Which company sells more milk? How about coffee or cheese? If a country’s supermarket chains would like to know the answer and compare results, it would be virtually impossible without spying on competitors’ accounting data.
This problem has a solution. University of Tartu doctoral student at the Institute of Computer Science and researcher at Cybernetica Dan Bogdanov leads the Sharemind project, which allows computations on input data to be made without compromising privacy.
Sharemind would allow companies to compare their sales statistics with their competitors without knowing the actual figures. So how does it work?
“Data from the different supermarket chains is split into three parts, the programme algorithm encrypts the data, and our three data miners each receive a part,” describes Bogdanov. “This is followed by computations which are carried out so that nobody has access to the original data. Finally, the data processor collects the computation results and puts together the final outcome. However, if you look at any one of the three parts of the data, it looks like random white noise.”

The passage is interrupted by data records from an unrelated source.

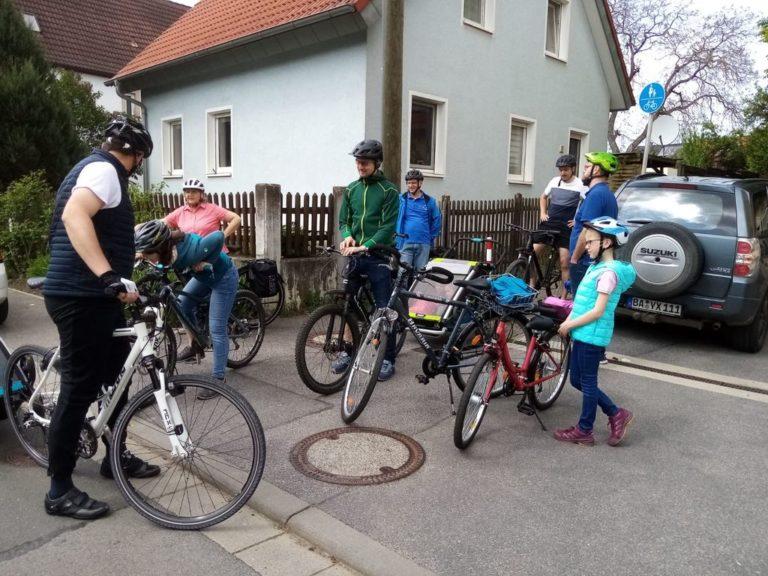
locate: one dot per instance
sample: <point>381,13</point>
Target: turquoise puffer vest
<point>600,332</point>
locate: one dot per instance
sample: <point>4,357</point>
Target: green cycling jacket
<point>369,211</point>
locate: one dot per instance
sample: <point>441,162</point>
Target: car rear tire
<point>674,269</point>
<point>751,338</point>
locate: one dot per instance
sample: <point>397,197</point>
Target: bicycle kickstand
<point>526,408</point>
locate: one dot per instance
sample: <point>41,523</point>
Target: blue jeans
<point>417,255</point>
<point>380,279</point>
<point>585,361</point>
<point>219,308</point>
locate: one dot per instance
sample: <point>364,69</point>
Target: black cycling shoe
<point>76,504</point>
<point>134,467</point>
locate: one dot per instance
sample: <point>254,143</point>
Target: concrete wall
<point>295,117</point>
<point>486,77</point>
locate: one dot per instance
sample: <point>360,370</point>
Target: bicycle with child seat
<point>540,377</point>
<point>539,272</point>
<point>334,329</point>
<point>448,360</point>
<point>211,453</point>
<point>245,326</point>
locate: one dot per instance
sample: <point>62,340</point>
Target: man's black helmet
<point>566,160</point>
<point>369,150</point>
<point>131,133</point>
<point>152,236</point>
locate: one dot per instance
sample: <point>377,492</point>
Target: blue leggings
<point>585,361</point>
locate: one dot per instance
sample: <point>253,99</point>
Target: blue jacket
<point>427,231</point>
<point>195,248</point>
<point>600,332</point>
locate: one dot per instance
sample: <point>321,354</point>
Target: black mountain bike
<point>245,326</point>
<point>474,329</point>
<point>540,273</point>
<point>334,329</point>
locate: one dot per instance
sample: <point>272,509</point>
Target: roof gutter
<point>130,100</point>
<point>618,57</point>
<point>237,42</point>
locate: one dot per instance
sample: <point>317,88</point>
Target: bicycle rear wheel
<point>474,401</point>
<point>320,343</point>
<point>245,329</point>
<point>550,359</point>
<point>23,375</point>
<point>365,370</point>
<point>225,460</point>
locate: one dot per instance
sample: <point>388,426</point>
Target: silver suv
<point>700,249</point>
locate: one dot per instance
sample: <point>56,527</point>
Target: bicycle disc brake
<point>87,443</point>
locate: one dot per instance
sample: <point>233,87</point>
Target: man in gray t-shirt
<point>558,205</point>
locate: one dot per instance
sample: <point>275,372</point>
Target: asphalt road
<point>684,495</point>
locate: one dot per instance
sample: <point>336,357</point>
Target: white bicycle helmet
<point>609,227</point>
<point>193,184</point>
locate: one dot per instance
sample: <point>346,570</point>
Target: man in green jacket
<point>369,216</point>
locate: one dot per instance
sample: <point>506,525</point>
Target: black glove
<point>112,283</point>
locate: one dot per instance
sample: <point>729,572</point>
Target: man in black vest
<point>92,250</point>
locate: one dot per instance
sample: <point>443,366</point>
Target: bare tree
<point>702,62</point>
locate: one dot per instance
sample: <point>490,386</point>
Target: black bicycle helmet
<point>565,161</point>
<point>152,236</point>
<point>369,150</point>
<point>131,133</point>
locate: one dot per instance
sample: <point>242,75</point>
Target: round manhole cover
<point>357,456</point>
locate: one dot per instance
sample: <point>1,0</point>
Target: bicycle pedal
<point>526,409</point>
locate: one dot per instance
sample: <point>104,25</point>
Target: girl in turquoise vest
<point>591,327</point>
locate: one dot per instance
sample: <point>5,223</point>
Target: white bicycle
<point>211,453</point>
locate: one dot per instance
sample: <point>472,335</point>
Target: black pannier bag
<point>263,277</point>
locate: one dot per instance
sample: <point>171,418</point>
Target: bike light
<point>747,257</point>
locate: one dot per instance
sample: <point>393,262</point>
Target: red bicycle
<point>540,378</point>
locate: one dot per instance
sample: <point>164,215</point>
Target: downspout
<point>132,101</point>
<point>392,112</point>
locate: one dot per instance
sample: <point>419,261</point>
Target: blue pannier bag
<point>511,291</point>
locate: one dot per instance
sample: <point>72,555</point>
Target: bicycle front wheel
<point>550,363</point>
<point>24,375</point>
<point>365,370</point>
<point>474,401</point>
<point>245,329</point>
<point>223,464</point>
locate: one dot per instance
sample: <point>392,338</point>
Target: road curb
<point>351,547</point>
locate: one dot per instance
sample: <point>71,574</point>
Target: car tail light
<point>747,257</point>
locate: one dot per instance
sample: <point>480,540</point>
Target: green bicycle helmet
<point>607,161</point>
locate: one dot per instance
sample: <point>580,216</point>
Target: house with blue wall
<point>238,92</point>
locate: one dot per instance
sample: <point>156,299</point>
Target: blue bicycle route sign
<point>652,98</point>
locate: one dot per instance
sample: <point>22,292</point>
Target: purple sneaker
<point>618,425</point>
<point>575,435</point>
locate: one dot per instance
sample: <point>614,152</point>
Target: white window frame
<point>167,146</point>
<point>583,135</point>
<point>441,132</point>
<point>489,16</point>
<point>565,27</point>
<point>213,170</point>
<point>529,153</point>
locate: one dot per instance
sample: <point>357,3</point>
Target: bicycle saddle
<point>540,324</point>
<point>479,283</point>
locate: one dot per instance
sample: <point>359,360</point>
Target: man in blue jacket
<point>418,221</point>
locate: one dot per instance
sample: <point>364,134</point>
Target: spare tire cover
<point>667,257</point>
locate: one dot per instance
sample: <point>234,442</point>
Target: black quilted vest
<point>67,274</point>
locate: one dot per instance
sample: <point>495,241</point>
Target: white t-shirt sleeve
<point>552,183</point>
<point>101,179</point>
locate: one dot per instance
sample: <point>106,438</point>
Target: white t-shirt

Basically, Sharemind is able to process data without seeing it and at the same time generate accurate results. A prerequisite for confidentiality is that the data must come from at least three different sources and that the owners of the data are not exchanging information between themselves.
Bogdanov explains that owners of the data must be curious but honest. “Suppose one of the database owners is attacked and the data is stolen. In this case, the thief would have no use for the stolen data as it has no value by itself,” describes Bogdanov.
Who could benefit from this?
A confidential calculation system of this nature could be used by hospitals and gene banks that contain similar, comparable data that the institutions are not allowed to share because of privacy requirements. But if these institutions cooperated, they could answer questions such as “How many sex partners has the average HIV-positive person had?” or “How many 55-year-old males smoke?”
“I’m sure that Estonian IT companies are interested in what the average salaries for various positions in the sector are. Obviously, Skype or Webmedia wouldn’t reveal their figures to competitors. However, if IT companies would allow computations based on their anonymous data, it would be possible to come up with some objective figures,” adds Bogdanov.
Sharemind is a joint product of the University of Tartu, the Software Technology and Applications Competence Centre and Cybernetica. In addition to the inter-database computations, Sharemind allows users to create web-based questionnaires that split data into three parts as they are being filled in, thus protecting the privacy of the respondent.
A system similar to Sharemind was used in Denmark for negotiating the prices of sugar beet producers. No single producer saw the prices of other producers, but in the end, the system found a balance between production and demand.
“We started with only a few lines of ideas that have now evolved into several tens of thousands of lines of code,” says Bogdanov. “The project contains more than ten years of human work.”
Could this kind of computation system interest many potential users?
“At the moment, it is still a scientific project, but as the technology is nearing completion, we are actively searching for opportunities to put it into practice,” Bogdanov affirms.